Vers 10 heures, à l’heure de la récréation, Paul discuta avec Stéphane. Il était curieux de savoir comment s’était passé son réveil.

— Tu es arrivé à la bourre, ce matin, dit-il.

— Tu m’étonnes ! Mon père avait oublié de mettre son réveil. C’est le téléphone qui l’a réveillé, répondit Stéphane.

— Du bol qu’on vous ait appelés, alors.

— Sauf qu’on ne sait pas qui c’est. Le gars a raccroché. Mais c’est vrai que j’ai failli arriver en retard.

— Tu aurais pu te retrouver coincé dans l’ascenseur, avec la panne de courant.

— Arrête, m’en parle pas. J’aurais paniqué ! Déjà que je n’aime pas le noir.

Paul était fier d’avoir sauvé la vie de son camarade de classe. Un simple coup de fil avait changé deux destinées. Son ami était toujours de ce monde et lui ne redoublerait pas.
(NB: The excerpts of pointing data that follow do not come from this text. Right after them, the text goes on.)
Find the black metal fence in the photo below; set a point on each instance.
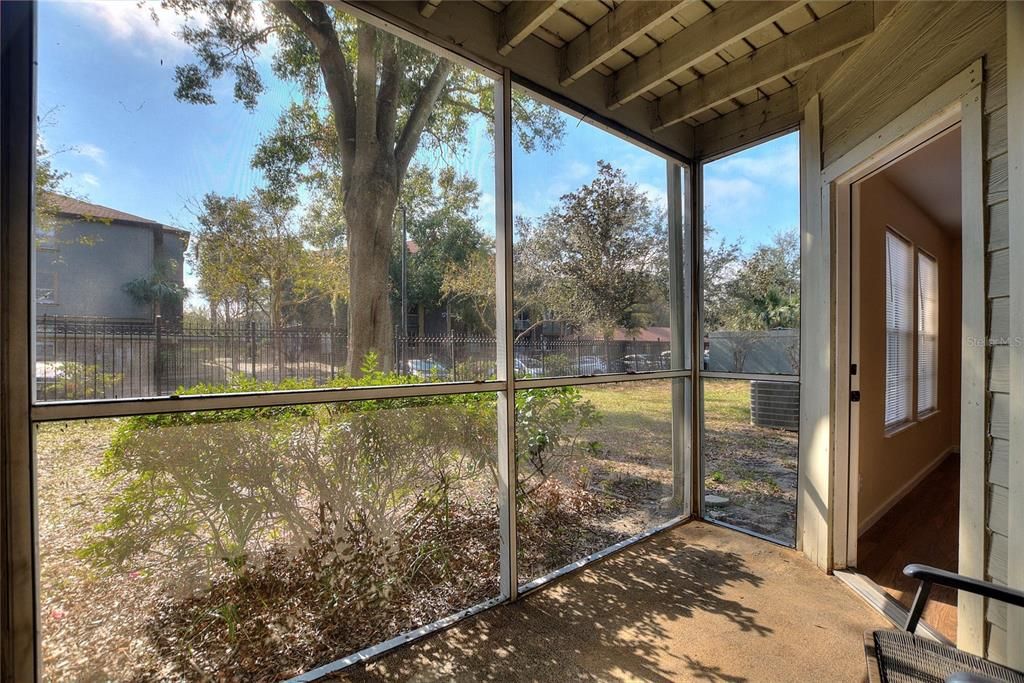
(103, 358)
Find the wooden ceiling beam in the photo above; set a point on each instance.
(805, 46)
(428, 7)
(613, 32)
(519, 19)
(694, 44)
(758, 121)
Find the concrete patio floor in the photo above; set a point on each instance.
(698, 602)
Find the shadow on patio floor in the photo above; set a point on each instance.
(698, 602)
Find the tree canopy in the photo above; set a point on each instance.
(595, 259)
(369, 103)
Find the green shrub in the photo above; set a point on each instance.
(79, 380)
(214, 491)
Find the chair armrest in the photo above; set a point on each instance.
(961, 583)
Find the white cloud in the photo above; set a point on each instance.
(151, 29)
(657, 196)
(781, 166)
(148, 29)
(92, 152)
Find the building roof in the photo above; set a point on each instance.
(70, 206)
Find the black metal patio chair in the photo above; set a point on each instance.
(900, 656)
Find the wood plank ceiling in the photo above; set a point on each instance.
(687, 61)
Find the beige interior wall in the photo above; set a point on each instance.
(920, 46)
(891, 462)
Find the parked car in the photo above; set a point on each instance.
(527, 368)
(425, 369)
(635, 363)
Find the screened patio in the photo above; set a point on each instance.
(478, 340)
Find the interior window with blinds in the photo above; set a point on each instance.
(899, 328)
(928, 333)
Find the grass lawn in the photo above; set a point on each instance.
(755, 468)
(100, 626)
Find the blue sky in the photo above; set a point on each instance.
(105, 96)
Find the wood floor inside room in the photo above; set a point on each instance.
(923, 527)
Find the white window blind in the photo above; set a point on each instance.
(928, 333)
(899, 328)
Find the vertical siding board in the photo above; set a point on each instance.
(1013, 123)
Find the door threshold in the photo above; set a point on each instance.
(887, 605)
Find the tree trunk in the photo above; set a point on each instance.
(370, 212)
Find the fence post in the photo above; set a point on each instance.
(452, 353)
(331, 352)
(252, 347)
(397, 360)
(158, 366)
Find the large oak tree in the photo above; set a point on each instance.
(370, 101)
Sa mère vint le chercher. Il profita du bon temps pour passer quelques instants dans le jardin. Ce carré de pelouse qui lui semblait gigantesque dans ses souvenirs mesurait tout juste quelques dizaines de mètres carrés. Pas de quoi se prendre pour un aventurier. Quant à l’arbre immense dans lequel il jouait à Robin des bois, il faisait à peine trois mètres de haut. Il savait que la vie patinait les souvenirs et embellissait les meilleurs.

Comme c’était un après-midi pédagogique, Paul n’avait pas cours. Après son expérience du matin, il décida de se faire tout petit : moins de vagues il ferait, moins de tempêtes se profileraient dans le futur. Il passa la journée en observateur à jouer et lire les magazines qui traînaient. Après un goûter composé de chocolat chaud et d’un pain grillé tartiné de beurre, il fit ses devoirs en quelques minutes puis alluma le poste de télévision. Ses héros d’enfance apparurent sur l’écran en noir et blanc. Paul ne regardait pas avec passion mais avec nostalgie. Tout était encore si loin, hier. Après le dîner composé d’une soupe, de salade verte et d’un yaourt, ils regardèrent en famille les jeux de 20 heures, puis ce fut le moment d’aller dormir. Une journée typique de son enfance s’achevait, mais cette journée n’était pas comme les autres, il avait sauvé la vie de son ami.

Accablé par la fatigue, Paul s’endormit sans vraiment s’en rendre compte. Son jeune corps avait besoin de sommeil, bien plus que son esprit.